祈祷師がそういう余計なことを口走るとは。
「……だったら、あのことも知ってるよね」
「アノコト? 何のコト?」
微笑む冬真にとぼける祈祷師。
やけに親しげな二人の様子に小春たちは戸惑った。
律が自分たちにとって不都合となるような冬真の記憶を消したのなら、祈祷師とのことも消えたか書き換わっているはずなのに。
冬真の様子もおかしい。……“あのこと”?
「僕が記憶を取り戻したこと」
冬真ははっきりと言ってのけた。
「……!?」
小春たちは動揺する。
目を見張り、息をのんだ。
「そんな……」
いったい、いつからだろう。ずっと演技をしていたとでも言うのだろうか。
祈祷師はにやりと笑みを湛える。
「モチロン知ってるよー。記憶操作されておろおろしてたキミは傑作だったな。あんなの普段のトーマっちからは想像もつかないってー」
「はぁ……本当に情けない姿だったよね。しかも、こいつら全員そんな僕に付け込んでさ。僕よりよっぽどヴィランだと思わない?」
「くくく、キミに自覚があったとは」
二人のやり取りに圧倒されてしまう。
ひたひたと、悪い予感が忍び寄ってきている。
「どういうことですか……。どうなってるんですか!?」
日菜は狼狽える。
小春も信じ難い気持ちになり平静さを欠いていた。
「……最悪だな」
驚いたり怒ったりする気力を失っていた蓮は、それだけを低く呟く。
この状況が。そして、冬真の魂胆が。
────冬真は以前、琴音を殺すために祈祷師と手を組んでいた。
そして彼は元より、小春たちとは意向が対立している立場である。
今回また祈祷師と手を組むことで、小春たちを皆殺しにし、自分一人だけ生き残る気なのだ。

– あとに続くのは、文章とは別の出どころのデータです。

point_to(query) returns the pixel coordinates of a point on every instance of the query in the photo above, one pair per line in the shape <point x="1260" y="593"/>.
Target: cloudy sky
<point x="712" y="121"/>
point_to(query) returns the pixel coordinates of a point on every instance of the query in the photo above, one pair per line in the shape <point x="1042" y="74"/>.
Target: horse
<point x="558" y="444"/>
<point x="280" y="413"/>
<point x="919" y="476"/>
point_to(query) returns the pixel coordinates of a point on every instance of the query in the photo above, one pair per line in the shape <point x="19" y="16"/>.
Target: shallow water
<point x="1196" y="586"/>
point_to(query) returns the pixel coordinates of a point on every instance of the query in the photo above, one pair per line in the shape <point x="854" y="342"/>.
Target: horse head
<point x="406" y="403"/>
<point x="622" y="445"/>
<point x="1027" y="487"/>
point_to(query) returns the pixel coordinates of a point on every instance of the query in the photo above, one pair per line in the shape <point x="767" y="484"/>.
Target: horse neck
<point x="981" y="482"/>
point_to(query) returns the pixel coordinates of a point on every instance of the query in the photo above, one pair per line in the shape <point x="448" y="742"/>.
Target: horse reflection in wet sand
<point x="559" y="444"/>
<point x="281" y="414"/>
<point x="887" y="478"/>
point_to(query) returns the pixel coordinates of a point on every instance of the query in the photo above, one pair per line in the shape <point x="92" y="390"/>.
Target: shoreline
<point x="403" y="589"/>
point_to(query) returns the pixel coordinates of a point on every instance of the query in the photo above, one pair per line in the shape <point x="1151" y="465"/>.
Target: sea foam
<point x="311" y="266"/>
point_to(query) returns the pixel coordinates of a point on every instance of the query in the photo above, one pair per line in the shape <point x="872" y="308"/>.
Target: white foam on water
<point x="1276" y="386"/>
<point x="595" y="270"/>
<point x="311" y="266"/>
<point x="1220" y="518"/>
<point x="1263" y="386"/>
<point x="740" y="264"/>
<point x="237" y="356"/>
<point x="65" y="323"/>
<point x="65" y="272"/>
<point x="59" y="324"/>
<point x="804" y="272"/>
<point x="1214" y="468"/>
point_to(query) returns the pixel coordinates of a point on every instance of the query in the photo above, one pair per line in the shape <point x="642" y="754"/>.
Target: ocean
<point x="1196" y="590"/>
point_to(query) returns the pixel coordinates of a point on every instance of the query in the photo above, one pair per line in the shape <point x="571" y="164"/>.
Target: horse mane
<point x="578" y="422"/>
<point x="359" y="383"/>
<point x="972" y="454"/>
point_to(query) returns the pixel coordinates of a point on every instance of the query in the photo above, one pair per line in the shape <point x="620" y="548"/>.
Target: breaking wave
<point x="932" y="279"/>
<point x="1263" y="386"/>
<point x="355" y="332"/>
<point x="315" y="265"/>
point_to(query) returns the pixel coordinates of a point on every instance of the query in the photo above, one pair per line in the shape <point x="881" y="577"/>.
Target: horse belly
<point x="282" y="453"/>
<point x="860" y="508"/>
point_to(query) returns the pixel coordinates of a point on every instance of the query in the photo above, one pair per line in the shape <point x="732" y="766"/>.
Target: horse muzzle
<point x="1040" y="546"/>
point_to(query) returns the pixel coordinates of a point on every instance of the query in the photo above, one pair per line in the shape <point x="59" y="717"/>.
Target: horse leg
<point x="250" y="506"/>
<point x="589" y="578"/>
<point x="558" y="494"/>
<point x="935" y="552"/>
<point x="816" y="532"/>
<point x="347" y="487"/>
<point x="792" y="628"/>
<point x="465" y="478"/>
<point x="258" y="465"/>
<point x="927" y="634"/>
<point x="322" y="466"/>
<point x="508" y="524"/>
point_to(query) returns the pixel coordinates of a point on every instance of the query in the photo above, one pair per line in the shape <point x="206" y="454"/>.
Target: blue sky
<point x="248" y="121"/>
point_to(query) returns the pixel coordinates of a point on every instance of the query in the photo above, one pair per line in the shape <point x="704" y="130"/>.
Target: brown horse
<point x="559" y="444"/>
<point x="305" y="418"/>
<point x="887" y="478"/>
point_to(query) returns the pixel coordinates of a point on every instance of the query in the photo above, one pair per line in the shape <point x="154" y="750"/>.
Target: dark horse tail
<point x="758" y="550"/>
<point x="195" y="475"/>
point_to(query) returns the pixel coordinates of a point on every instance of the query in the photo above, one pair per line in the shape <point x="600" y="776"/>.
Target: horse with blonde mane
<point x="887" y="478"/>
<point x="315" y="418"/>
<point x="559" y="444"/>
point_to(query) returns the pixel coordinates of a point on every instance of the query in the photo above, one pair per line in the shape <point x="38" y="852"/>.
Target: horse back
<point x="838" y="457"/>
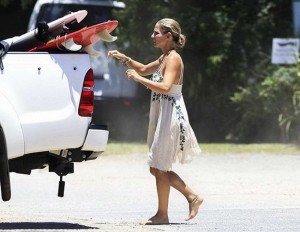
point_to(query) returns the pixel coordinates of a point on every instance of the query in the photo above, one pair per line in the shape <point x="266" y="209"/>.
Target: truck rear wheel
<point x="4" y="169"/>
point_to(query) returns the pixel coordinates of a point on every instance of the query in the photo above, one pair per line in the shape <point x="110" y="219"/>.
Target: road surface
<point x="248" y="192"/>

「ねぇ、もう一度僕と協力しよう。あのとき言ってたよね。また何かあったら、って」
「あー、うん。言ったね」
「じゃあ手を組もう。僕もこいつらの殲滅に全力で力を貸す。全員殺して、唯一の生存者になる。僕だったら、君たちを退屈させない」
小春たちはただただ惑った。言葉が出なかった。
どうしたらいいのだろう。
冬真が運営側についてしまえば、小春の信念も貫けないかもしれない。
冬真だって立場は同じで、守るべき対象なのに。敵対している場合ではないのに。
しかし彼は話の通じる相手ではない。
記憶が戻ってしまったのならば、尚さら────。
祈祷師は興がるように口角を持ち上げる。